Segundo Bernardo Bonjean, fundador da Metrix, a atividade na rede do bitcoin, medida pelo total de transações, arrefeceu para o menor nível desde outubro, conforme o foco dos investidores ficou com os ETFs à vista de bitcoin negociados nas bolsas americanas.
Rony Szuster, analista do MB, destaca que os ETFs completaram pouco mais de uma semana de operação, e o principal destaque é o desempenho negativo do GBTC, o trust de US$ 28 bilhões convertido em ETF da Grayscale. “Por ter agora uma liquidez maior e também uma taxa de administração mais alta que a de outros players do mercado, estamos vendo uma saída bem forte de volume”, afirma.
Também no radar, a atualização Dencun do Ethereum foi parcialmente bem sucedida na rede Goerli, apesar de um problema com validadores que não atualizaram seus softwares. Foi mantida a data de atualização na testnet Sepolia para 31 de janeiro.
Bonjean comenta que, com a atualização, as redes de segunda camada do Ethereum terão uma redução de 85% em seus custos para registrar transações na primeira camada do blockchain. “Essa atualização deverá beneficiar principalmente os principais protocolos de Layer 2, como Arbitrum (ARB), Optimism (OP) e Polygon (MATIC), mas também deve se refletir nos protocolos construídos em cima dessas redes”, afirma.
A Comissão de Valores Mobiliários dos EUA (SEC) adiou sua decisão sobre a aprovação de um ETF de ether à vista proposto pela Fidelity até 5 de março.
Entre as altcoins, o relatório Binance Bytes ressalta que a pré-venda do próximo smartphone da rede Solana, o Saga, já começou, com mais de 30 mil pré-encomendas, apesar do celular só ficar disponível no início de 2025. O Saga anterior acabou fazendo sucesso durante a retomada dos preços do token SOL graças às promoções de airdrops feitas para quem possuísse o smartphone.
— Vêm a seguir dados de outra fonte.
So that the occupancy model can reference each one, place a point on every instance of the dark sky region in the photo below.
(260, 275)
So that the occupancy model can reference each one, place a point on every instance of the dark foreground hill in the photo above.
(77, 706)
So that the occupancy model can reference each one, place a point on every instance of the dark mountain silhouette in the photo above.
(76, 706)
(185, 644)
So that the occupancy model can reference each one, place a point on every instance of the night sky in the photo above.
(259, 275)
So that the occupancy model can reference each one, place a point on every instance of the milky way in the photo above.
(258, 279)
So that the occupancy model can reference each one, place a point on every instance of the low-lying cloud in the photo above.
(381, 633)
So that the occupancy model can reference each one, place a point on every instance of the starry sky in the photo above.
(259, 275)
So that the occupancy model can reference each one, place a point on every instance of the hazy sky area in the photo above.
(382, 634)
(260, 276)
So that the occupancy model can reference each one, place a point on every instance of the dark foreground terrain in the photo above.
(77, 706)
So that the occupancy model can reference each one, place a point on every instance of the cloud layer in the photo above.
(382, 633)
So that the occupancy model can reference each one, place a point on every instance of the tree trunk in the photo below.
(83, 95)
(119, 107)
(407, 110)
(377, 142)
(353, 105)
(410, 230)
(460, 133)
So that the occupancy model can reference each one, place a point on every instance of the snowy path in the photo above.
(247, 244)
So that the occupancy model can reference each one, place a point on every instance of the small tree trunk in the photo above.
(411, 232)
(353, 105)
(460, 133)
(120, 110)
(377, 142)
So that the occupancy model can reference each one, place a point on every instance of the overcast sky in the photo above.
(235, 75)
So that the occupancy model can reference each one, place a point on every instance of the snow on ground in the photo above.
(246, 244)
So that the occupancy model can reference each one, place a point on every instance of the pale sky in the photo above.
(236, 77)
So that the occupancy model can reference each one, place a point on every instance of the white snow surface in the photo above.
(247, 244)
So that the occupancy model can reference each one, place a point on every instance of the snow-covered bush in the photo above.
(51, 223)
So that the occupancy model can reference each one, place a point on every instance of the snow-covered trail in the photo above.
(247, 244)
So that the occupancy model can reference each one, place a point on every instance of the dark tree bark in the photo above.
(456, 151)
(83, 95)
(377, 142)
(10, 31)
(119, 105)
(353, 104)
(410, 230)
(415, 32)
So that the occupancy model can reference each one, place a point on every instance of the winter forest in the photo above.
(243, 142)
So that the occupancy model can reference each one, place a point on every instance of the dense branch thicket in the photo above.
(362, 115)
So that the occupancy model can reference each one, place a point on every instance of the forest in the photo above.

No noticiário macroeconômico, a semana que vem será marcada pela divulgação na quinta-feira (25) da primeira leitura do Produto Interno Bruto (PIB) dos EUA no quarto trimestre e do indicador de inflação Índice de Preços de Gastos com Consumo Pessoal (PCE) relativo a dezembro na sexta (26). Ambos os dados saem às 10h30.
Os indicadores são importantes, pois os investidores querem saber quando o Federal Reserve começará seu ciclo de corte de juros nos EUA. Portanto, se a atividade econômica vier mais fraca do que o esperado e a inflação dentro das expectativas ou abaixo delas, serão sinais muito bem vistos, com impactos positivos para os preços de ativos de renda variável como as criptomoedas. Se ocorrer o contrário, é provável que as cotações dos ativos de risco respondam negativamente.
Szuster lembra que a próxima reunião do Comitê Federal de Mercado Aberto (Fomc) é no dia 31 de janeiro, e as expectativas são de manutenção dos juros no patamar atual de 5,25% a 5,5% ao ano. “Este ano, teremos eleições nos EUA em novembro e seis reuniões do Fomc até lá”, lembra.
A expectativa por uma redução das taxas de juros nos EUA – reduzindo a pressão sobre a economia e estimulando a tomada de risco por investidores e empreendedores – é um dos fatores que leva boa parte dos analistas a terem projeções positivas para o bitcoin este ano. Grande parte do mercado espera que a maior das criptomoedas supere sua máxima histórica de 2021, aos US$ 69 mil por unidade.